Teniendo en cuenta lo anterior y el marco normativo expuesto con anterioridad, conjuntamente con los antecedentes jurisprudenciales, resulta de meridiana claridad que lo acontecido respecto del reconocimiento de la pensión gracia a la actora, fue la pérdida de fuerza ejecutoria del acto administrativo que fue proferido para tal efecto en cumplimiento de la sentencia del 3 de marzo de 2005 del Juez Primero Penal del Circuito de Bogotá. 47.

Lo anterior, toda vez que desapareció el fundamento de derecho en que se fundaba el acto, pues el reconocimiento pensional a favor de la demandante dejó de ser obligatorio cuando se vencieron los 4 meses que tenía para presentar la correspondiente demanda ante la Jurisdicción de lo Contencioso Administrativo, como lo dispuso el Juez Primero Penal del Circuito de Bogotá en fallo del 3 de marzo de 2005 y el acto de reconocimiento de la pensión gracia. Recordemos: - Fallo del 3 de marzo de 2005 proferido por el Juzgado Primero Penal del Circuito de Bogotá: «(…)

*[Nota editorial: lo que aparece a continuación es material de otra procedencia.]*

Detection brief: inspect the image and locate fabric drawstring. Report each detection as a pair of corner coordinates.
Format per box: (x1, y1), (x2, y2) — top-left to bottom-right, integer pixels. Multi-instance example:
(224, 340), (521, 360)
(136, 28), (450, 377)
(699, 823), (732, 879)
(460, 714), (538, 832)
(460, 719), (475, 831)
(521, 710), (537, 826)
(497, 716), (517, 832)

TERCERO: ORDENAR a los accionantes, que si no lo ha hecho, procedan a más tardar, en el término de cuatro (4) meses, contados a partir de la notificación de este fallo, a instaurar la correspondiente demanda ante la Jurisdicción en lo Contencioso Administrativo. (…).». - Resolución CRV 11036 del 31 de marzo de 2005 expedida por el asesor de la gerencia general de la extinta CAJANAL: «ARTÍCULO PRIMERO: (…) reconocer y ordenar el pago de la pensión Gracia a favor del(a) señor(a) SILVA CARMENZA (…), efectiva a partir del 27 de noviembre de 2000, y por cuatro (4) meses contados a partir de la notificación de la presente resolución y con posterioridad, siempre y cuando el interesado aporte al grupo de nómina de esta entidad constancia de inicio de la acción pertinente ante la Jurisdicción Contencioso Administrativa o ante la justicia ordinaria, en cumplimiento del artículo 8º del Decreto 2591 de 1991 y de conformidad con lo ordenado por el fallo de tutela de manera INDEXADA.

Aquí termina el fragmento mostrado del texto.